Sağlık Bakanlığı, Sağlık Bilgi Sistemleri Genel Müdürlüğü Sistem Yönetimi ve Bilgi Güvenliği Daire Başkanlığı tarafından, radyologlar arasında tele-tanılama, tıbbi görüntü ve raporların kalite açısından değerlendirilmesi, Görüntü Arşivleme ve İletişim Sistemleri (PACS) üzerinden verilere 7x24 erişimin sağlanması için tele-tıp ve tele-radyoloji sistemini geliştirmiştir. Bu uygulama Bilişim Teknolojisi ve Radyoloji teknik çerçevelerinde, IHE (Integrating the Healthcare Enterprise) tarafından uyumluluk testleri tamamlanmış ve uluslararası yeterliliği tanımlanmıştır. Böylelikle mükerrer tetkiklerin oluşturduğu, zaman, emek, maliyet, işgücü ve iş yoğunluğu planlamaları yapılabilmiş, tele-tanılama ve kalite kontrol sağlanmış, hastaların radyolojik tetkikler nedeniyle zarar görmesinin önüne geçilmiştir. Akıllı telefon uygulamasıyla sağlık sistemine ya da hastanenin bilgi yönetim sistemine giden veriler aracılığıyla, sürekli tansiyon ve nabız ölçümlerinin raporlanması, uzaktan ve yerinde sunulan test hizmetlerinin sonuçlarının telefona yönlendirilmesi gibi pratik veri akışları ile hekimler, hastalarının mevcut sağlık durumları hakkında güncel, hızlı, sürekli ve sürdürülebilir etkileşim sağlanmıştır. 

Geleceğin hekimlerine, eğitim süreçlerinin klinik yıllarında ve akademik çalışmalarında; geleceğin tıp ve sağlık uygulamalarının felsefesine vakıf olmaları, geleneksel ve gelecekçi uygulamaların aralarındaki farklar, avantajlar ve dezavantajların farkındalığını geliştirmesi, uygulama örnekleriyle deneyimler edinmesini sağlayacak müfredata ve projeler geliştirilmesine ihtiyaç olduğu açıktır. Hekimler dışındaki diğer sağlık çalışanlarının da tele-tıp ve tele-sağlık hizmetlerine yönelik algılarının ve farkındalık düzeylerinin geliştirilmesi de ihtiyaç olarak karşımıza çıkmaktadır. 
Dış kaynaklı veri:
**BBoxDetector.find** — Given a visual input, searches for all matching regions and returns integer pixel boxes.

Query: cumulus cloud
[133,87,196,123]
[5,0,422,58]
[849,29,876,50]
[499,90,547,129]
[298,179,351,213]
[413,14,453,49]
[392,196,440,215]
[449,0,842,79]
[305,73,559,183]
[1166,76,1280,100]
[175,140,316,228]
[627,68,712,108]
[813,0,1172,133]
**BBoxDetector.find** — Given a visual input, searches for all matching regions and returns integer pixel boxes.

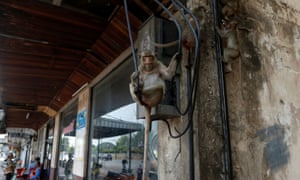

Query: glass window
[43,119,55,177]
[58,101,77,179]
[88,59,157,180]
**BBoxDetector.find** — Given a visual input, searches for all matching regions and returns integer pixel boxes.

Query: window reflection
[58,102,77,180]
[91,104,144,179]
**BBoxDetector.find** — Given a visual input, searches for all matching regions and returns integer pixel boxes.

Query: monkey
[216,21,240,72]
[129,51,179,180]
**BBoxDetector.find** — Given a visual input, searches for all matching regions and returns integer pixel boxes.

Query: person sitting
[23,157,40,179]
[29,161,41,180]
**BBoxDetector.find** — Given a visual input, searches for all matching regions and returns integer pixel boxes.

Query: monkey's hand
[172,52,182,62]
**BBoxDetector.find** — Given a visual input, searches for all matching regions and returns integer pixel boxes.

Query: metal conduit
[213,0,232,180]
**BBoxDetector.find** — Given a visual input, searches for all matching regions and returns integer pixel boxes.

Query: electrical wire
[124,0,143,104]
[154,0,182,54]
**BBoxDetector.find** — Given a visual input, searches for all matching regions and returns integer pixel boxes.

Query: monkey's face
[143,56,154,72]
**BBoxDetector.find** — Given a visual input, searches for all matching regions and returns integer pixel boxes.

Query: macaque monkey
[216,21,240,72]
[129,52,178,180]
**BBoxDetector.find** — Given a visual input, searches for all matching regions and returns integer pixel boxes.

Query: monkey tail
[142,106,151,180]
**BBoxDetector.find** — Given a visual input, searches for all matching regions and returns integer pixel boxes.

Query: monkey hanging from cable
[129,50,180,180]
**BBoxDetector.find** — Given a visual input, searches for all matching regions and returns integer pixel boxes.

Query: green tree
[116,135,129,152]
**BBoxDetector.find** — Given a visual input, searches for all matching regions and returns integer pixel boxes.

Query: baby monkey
[129,52,179,180]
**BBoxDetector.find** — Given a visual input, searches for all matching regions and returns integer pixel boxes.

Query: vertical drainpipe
[213,0,232,180]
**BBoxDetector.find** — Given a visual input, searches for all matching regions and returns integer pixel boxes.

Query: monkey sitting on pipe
[129,51,180,180]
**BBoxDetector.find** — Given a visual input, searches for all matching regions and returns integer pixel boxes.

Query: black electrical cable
[172,0,200,115]
[213,0,232,180]
[124,0,143,104]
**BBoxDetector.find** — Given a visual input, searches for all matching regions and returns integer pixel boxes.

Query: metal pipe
[213,0,232,180]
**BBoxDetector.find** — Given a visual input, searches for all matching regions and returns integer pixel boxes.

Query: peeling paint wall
[226,0,300,180]
[159,0,300,180]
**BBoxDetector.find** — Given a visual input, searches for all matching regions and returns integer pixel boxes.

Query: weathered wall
[226,0,300,180]
[159,0,300,180]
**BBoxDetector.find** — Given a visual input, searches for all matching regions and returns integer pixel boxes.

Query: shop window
[88,59,157,180]
[43,119,55,178]
[58,102,77,180]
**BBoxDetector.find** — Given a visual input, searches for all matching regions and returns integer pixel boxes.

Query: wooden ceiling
[0,0,173,130]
Gelir düzeyi düşük ve yaşam şartları iyi olmayan, yaşlı ya da görme, işitme gibi engelleri bulunan vatandaşların teknolojik etkileşimi kendileri yapabilmeleri için eğitim katkısı sunulması kaçınılmazdır. Özel sağlık sigortalarının ödeme ölçüt ve süreçlerindeki belirsizlik, hasta mahremiyeti etiği, test veya görüntülere ulaşmadaki olası gecikmeler, yüz yüze muayenede tespit edilebilecek belirtilerin gözden kaçabilmesi gibi olumsuzlukları olsa daolumlu yönlerinin daha fazla olması nedeniyle geleceğin tıp ve sağlık uygulamaları bu yönde gelişmektedir.